Exact formulas for random growth with half-flat initial data

TL;DR

This paper derives exact formulas for the height function moments of the ASEP with specific initial data, enabling asymptotic analysis and connecting to KPZ universality class fluctuations.

Contribution

It provides new exact formulas suitable for asymptotic analysis, extending previous results and linking to divergent series formulas for half-flat KPZ.

Findings

Formulas are suitable for asymptotics.

Fluctuations converge to Airy_{2→1} marginals.

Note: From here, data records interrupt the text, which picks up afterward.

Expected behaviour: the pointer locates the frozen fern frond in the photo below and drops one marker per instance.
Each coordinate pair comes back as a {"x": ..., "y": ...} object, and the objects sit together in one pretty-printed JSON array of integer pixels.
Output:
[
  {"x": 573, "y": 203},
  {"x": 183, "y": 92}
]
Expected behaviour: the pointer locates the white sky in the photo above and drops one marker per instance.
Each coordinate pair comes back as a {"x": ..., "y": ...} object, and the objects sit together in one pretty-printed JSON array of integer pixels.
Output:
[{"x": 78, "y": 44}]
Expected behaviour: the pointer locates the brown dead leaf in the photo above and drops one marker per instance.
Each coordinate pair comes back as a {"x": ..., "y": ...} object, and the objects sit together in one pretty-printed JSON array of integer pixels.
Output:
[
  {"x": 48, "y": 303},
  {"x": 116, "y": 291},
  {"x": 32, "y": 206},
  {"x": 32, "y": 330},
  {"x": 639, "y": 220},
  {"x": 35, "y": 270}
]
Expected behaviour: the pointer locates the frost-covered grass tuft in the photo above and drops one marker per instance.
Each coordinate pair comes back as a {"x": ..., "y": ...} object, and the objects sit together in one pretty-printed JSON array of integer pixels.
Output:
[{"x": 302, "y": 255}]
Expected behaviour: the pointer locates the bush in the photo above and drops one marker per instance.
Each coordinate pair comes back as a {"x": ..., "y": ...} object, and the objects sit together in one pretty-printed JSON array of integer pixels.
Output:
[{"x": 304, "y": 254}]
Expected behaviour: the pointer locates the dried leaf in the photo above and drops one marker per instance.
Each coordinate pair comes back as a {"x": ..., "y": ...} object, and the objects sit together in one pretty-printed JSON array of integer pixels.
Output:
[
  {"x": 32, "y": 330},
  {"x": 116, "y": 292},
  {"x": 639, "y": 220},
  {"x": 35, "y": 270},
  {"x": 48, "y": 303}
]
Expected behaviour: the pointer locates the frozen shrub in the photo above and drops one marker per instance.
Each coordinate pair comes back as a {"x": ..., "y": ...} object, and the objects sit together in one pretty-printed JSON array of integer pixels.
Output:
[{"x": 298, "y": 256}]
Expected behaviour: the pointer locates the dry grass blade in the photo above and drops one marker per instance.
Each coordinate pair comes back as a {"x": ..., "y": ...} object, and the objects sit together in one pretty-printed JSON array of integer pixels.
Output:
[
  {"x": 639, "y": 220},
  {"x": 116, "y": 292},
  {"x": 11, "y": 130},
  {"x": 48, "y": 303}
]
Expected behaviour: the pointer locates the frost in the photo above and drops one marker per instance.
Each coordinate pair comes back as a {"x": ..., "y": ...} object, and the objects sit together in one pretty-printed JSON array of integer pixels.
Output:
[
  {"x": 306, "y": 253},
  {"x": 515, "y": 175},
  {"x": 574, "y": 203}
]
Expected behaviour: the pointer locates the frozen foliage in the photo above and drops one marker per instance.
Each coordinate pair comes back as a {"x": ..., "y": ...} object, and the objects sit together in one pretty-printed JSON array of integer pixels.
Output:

Connections to divergent series formulas for KPZ.

Abstract

We obtain exact formulas for moments and generating functions of the height function of the asymmetric simple exclusion process at one spatial point, starting from special initial data in which every positive even site is initially occupied. These complement earlier formulas of E. Lee [J. Stat. Phys. 140 (2010) 635-647] but, unlike those formulas, ours are suitable in principle for asymptotics. We also explain how our formulas are related to divergent series formulas for half-flat KPZ of Le Doussal and Calabrese [J. Stat. Mech. 2012 (2012) P06001], which we also recover using the methods of this paper. These generating functions are given as a series without any apparent Fredholm determinant or Pfaffian structure. In the long time limit, formal asymptotics show that the fluctuations are given by the Airy$_{2\to1}$ marginals.